The key word there is “suggest.” A business tax increase is still a possibility, if a remote one.

Last year’s state budget contained a provision that would trigger a Business Profits Tax increase of 2.6% and a Business Enterprise Tax increase of $12.5 percent if state General and Education Fund revenue fell at least 6% below projections. 

State collections for June, the final month of the fiscal year, show that General and Education Fund revenues fell below plan for the year by 5.4%. But the June report is based on cash collections as of the end of June. The numbers are always adjusted later, and the totals are not final and official until the audited financial report is released in December. 
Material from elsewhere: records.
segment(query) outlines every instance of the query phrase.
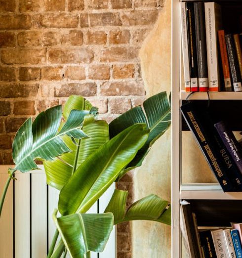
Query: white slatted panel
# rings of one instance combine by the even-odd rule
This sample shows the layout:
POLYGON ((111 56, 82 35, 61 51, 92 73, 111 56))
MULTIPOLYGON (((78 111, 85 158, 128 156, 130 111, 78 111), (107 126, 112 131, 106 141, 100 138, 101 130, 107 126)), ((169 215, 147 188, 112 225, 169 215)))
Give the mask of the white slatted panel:
POLYGON ((16 173, 14 182, 15 258, 30 258, 29 174, 16 173))
POLYGON ((47 186, 45 174, 31 174, 32 255, 43 258, 47 253, 47 186))
MULTIPOLYGON (((115 189, 113 183, 99 199, 99 213, 103 213, 113 195, 115 189)), ((102 253, 99 253, 99 258, 115 258, 116 257, 116 230, 114 226, 109 241, 102 253)))
MULTIPOLYGON (((1 195, 3 187, 8 174, 7 170, 0 171, 0 195, 1 195)), ((13 257, 13 182, 11 181, 7 192, 5 202, 0 218, 0 257, 13 257)))

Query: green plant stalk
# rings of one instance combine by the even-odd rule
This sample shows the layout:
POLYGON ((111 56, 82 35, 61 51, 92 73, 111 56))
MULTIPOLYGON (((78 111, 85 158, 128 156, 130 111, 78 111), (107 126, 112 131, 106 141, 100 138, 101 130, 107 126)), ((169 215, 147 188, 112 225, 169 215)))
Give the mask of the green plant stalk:
POLYGON ((8 186, 9 186, 11 179, 13 178, 13 174, 14 173, 14 172, 16 170, 15 170, 8 169, 8 173, 9 175, 8 176, 8 178, 7 178, 6 183, 5 184, 4 188, 3 189, 3 191, 2 191, 2 194, 1 195, 1 200, 0 201, 0 218, 1 217, 1 211, 2 210, 2 206, 3 206, 3 203, 5 200, 5 197, 6 197, 7 189, 8 188, 8 186))

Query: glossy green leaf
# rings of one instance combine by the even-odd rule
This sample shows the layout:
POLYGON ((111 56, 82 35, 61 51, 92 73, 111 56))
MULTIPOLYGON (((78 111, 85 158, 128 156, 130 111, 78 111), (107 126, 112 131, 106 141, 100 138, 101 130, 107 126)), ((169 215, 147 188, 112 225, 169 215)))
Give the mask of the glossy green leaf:
POLYGON ((80 111, 73 111, 64 127, 58 132, 62 117, 62 107, 57 106, 40 113, 31 123, 28 119, 20 127, 13 144, 13 159, 15 169, 27 172, 36 169, 35 159, 52 160, 71 150, 62 136, 86 137, 80 127, 83 119, 80 111))
POLYGON ((86 212, 133 159, 148 134, 146 125, 134 125, 89 156, 61 191, 58 203, 61 214, 86 212))
POLYGON ((112 213, 72 214, 53 218, 72 258, 84 258, 89 251, 103 251, 114 225, 112 213))
POLYGON ((126 212, 127 191, 115 190, 105 212, 112 213, 114 223, 138 219, 171 224, 169 202, 151 194, 131 205, 126 212))
POLYGON ((144 112, 141 106, 135 107, 115 119, 109 125, 111 138, 125 128, 137 123, 145 123, 150 129, 147 141, 134 159, 121 172, 119 179, 131 169, 142 165, 151 145, 170 125, 170 105, 166 92, 148 98, 144 101, 143 106, 144 112))

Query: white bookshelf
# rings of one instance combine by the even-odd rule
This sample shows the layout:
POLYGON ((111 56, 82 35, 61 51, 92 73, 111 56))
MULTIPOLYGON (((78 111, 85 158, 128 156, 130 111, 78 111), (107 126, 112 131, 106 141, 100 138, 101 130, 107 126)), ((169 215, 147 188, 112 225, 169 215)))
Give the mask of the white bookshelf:
MULTIPOLYGON (((189 0, 186 0, 187 1, 189 0)), ((218 184, 181 183, 181 118, 180 107, 190 92, 180 91, 182 82, 180 0, 172 0, 171 37, 171 257, 181 258, 180 202, 182 200, 242 200, 242 192, 224 193, 218 184)), ((242 92, 209 92, 210 100, 242 100, 242 92)), ((207 92, 195 92, 192 100, 207 100, 207 92)))

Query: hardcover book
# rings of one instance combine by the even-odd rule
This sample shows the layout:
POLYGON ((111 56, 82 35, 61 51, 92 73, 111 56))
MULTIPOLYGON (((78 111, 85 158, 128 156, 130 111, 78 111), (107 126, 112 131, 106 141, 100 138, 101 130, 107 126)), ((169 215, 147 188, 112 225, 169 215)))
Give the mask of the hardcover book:
POLYGON ((207 91, 208 90, 208 79, 204 3, 202 2, 195 2, 194 10, 199 90, 207 91))

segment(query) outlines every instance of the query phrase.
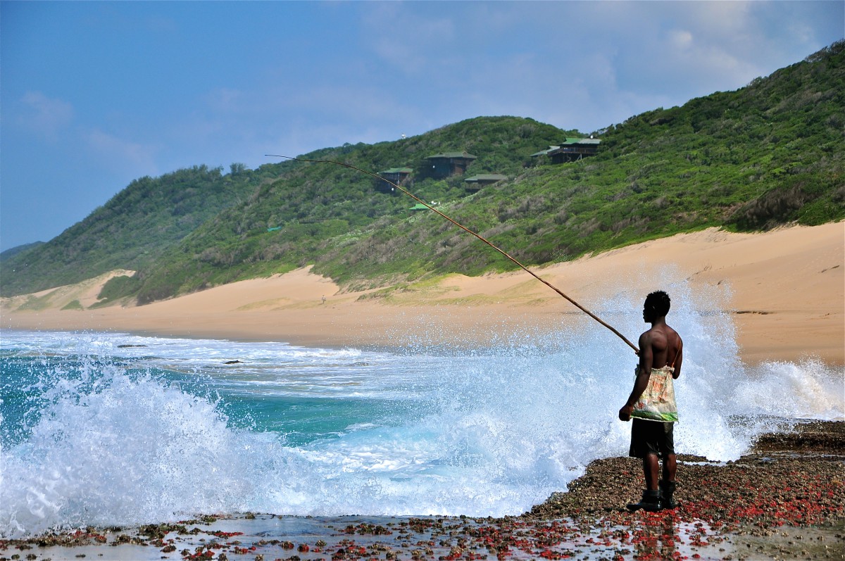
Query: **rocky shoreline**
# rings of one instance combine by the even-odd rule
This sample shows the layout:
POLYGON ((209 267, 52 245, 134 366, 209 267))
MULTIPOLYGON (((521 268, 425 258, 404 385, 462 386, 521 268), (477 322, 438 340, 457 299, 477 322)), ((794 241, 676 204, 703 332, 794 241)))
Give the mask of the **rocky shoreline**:
POLYGON ((0 561, 845 558, 845 422, 764 434, 733 462, 679 460, 674 510, 629 513, 640 462, 608 458, 517 517, 205 516, 0 540, 0 561))

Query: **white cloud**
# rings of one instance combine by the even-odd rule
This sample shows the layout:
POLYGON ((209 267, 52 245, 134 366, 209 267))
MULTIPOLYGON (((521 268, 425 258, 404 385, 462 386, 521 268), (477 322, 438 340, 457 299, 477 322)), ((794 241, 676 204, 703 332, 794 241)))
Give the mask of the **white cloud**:
POLYGON ((673 30, 669 32, 669 41, 676 48, 686 50, 692 46, 692 33, 686 30, 673 30))
POLYGON ((57 98, 50 98, 40 91, 28 91, 20 100, 22 110, 19 123, 32 133, 51 142, 74 120, 74 107, 57 98))

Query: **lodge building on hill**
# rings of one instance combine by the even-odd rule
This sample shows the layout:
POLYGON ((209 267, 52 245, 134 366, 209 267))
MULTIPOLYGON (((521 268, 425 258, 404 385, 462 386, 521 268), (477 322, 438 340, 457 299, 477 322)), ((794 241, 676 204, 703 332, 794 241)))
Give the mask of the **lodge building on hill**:
POLYGON ((472 177, 467 177, 464 179, 464 182, 466 183, 466 190, 471 193, 475 193, 480 191, 481 188, 485 185, 491 185, 493 183, 498 183, 500 181, 504 181, 507 179, 505 176, 501 173, 480 173, 478 175, 472 176, 472 177))
POLYGON ((428 168, 424 175, 435 179, 445 179, 455 175, 463 175, 466 168, 478 156, 464 150, 463 152, 444 152, 426 158, 428 168))
POLYGON ((577 161, 591 155, 596 155, 599 139, 565 139, 557 146, 549 146, 548 150, 540 150, 532 154, 532 157, 548 155, 553 164, 564 164, 569 161, 577 161))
We looked back at state revenue reports through 2007 (the last year for which reports are posted online) and found five years between 2007 and 2019 in which there was at least a $20 million difference between the June cash report and the final audited revenue figures.

The differences are as follows:

2008: $20.4 million

2010: $78.5 million

2012: $27.2 million

2016: $67 million

2019: $-25.1 million

Only in 2019 was the audited figure lower than the June cash figure, and most of that change (more than $16 million) was attributable to business tax refunds. But there was a drop of about $9 million not related to tax refunds. 

If the final, audited General and Education Fund revenues for FY 2020 are lower than June’s reported revenues by $15.35 million, the tax increases would be triggered. 

That would be an unusually large drop, but it’s not unprecedented. Businesses face the prospect of spending the next six months in tax-rate limbo, which can affect hiring and other spending plans. 

If you’re uncertain whether your taxes are going to go up, you’re more likely to save cash and avoid hiring, especially since payroll makes up the largest share of the Business Enterprise Tax, which is scheduled to rise by 12.5% if the revenue trigger is met. 

Legislators had the chance to remove this uncertainty and repeal the tax-hike trigger. But, hoping for a tax increase, they refused. 

We’ll have a better idea of the situation in a few weeks, when the state releases June preliminary accrual report. That’s a follow-up report to the June cash report. It includes a fuller financial picture and tends to be much closer to the final, audited report released in December.

For now, business owners and managers should keep the celebrations on hold.